If you want to think in meters, you need the guide number in meters. For my SS-200, the guide number in meters is 12. Do that last calculation, and you'd get the proper distance as 12/11 = 1.09 meters. Get out your calculator; 1.09 meters = 3.53 feet, which is pretty close to 3.6 feet.. Aha! Now we're on to something. We didn't change the strobe, so the subject distance shouldn't change, no matter what distance units we use. But then the guide number has to change, right? Cool. Converting a "feet" guide number to "meters" is pretty simple: divide the "feet" guide number by 3.25 and you'll get the "meters" guide number. If you have a metric guide number and want it in feet, multiply by 3.25. 

What about film speed?

If you switch from 100 speed film to 200 speed film, you need half the light, right? So if I set my distance & aperture based on the guide number for 100 speed film but I'm using 200 speed film, I'll get twice the light I need, right? And that's bad, right? So how do we fix it?

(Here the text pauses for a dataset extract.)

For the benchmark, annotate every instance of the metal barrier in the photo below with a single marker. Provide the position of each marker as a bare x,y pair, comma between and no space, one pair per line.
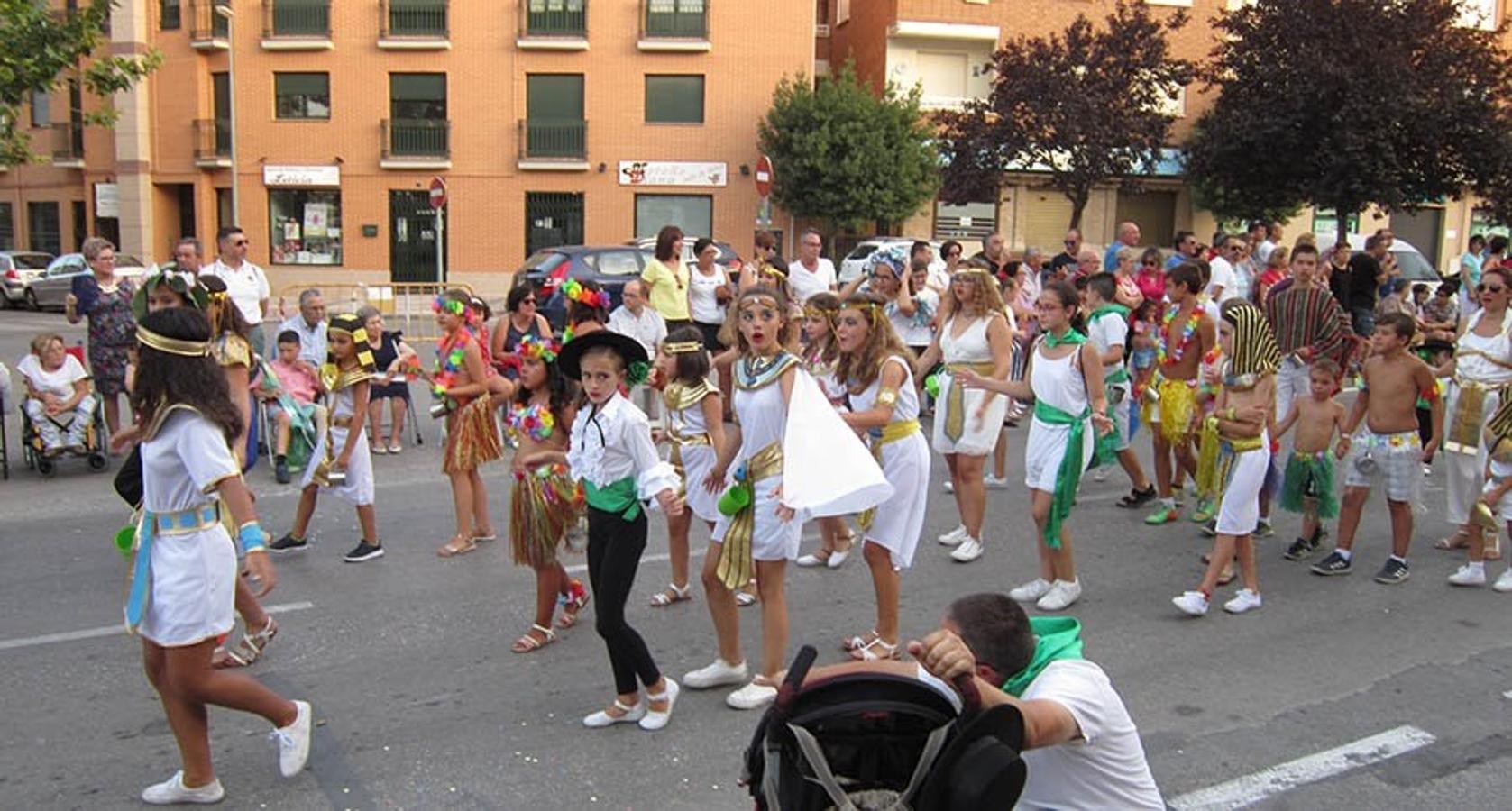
404,305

I don't want to get into the long hairy explanation (you can read it here if you really care), but the solution is to multiply the guide number by the square root of 2 (i.e. 1.4) each time you double film speed. Alternatively, you can multiply the guide number by the square root of the ratio of the two film speeds in question. That's probably easier to remember.

Want an example? OK, let's do the 5-foot subject distance example at ISO 200. Our old guide number was 40. Our new guide number will be

40 * sqrt(200/100) = 40 * 1.4 = 56.

Then we apply the GN formula, so that a 5-foot-distant subject would then imply an aperture of 56 / 5 or f/11.

Is that right? Sure. We had f/8 before, with 100 speed film. With 200 speed film, we need half the light. Thus we need to increase our aperture number by one stop, which decreases the light reaching the film by half, which is our actual goal. So what's one stop "down" from f/8? Look on your camera: it's f/11. Bingo!

Another example? OK, what if we went to ISO 50 film? Then the new GN is 40 * sqrt(50/100), or 40 * 0.707 = 28. Then at 5 feet, we'd need an aperture of 28 / 5 = 5.6, or f/5.6. What's one stop more light than f/8? That's right: f/5.6.

3. Guide numbers in practice

All of this is awfully complicated. How does your average mortal do these calculations under water, while setting up a photo? I have no idea; I'm not your average mortal. :) Seriously, that's way too much math to do underwater. No one does that. Strobes come with an exposure chart that allows you just to look up the answer on the chart. Match up film speed, strobe power setting, and distance, and the chart tells you aperture.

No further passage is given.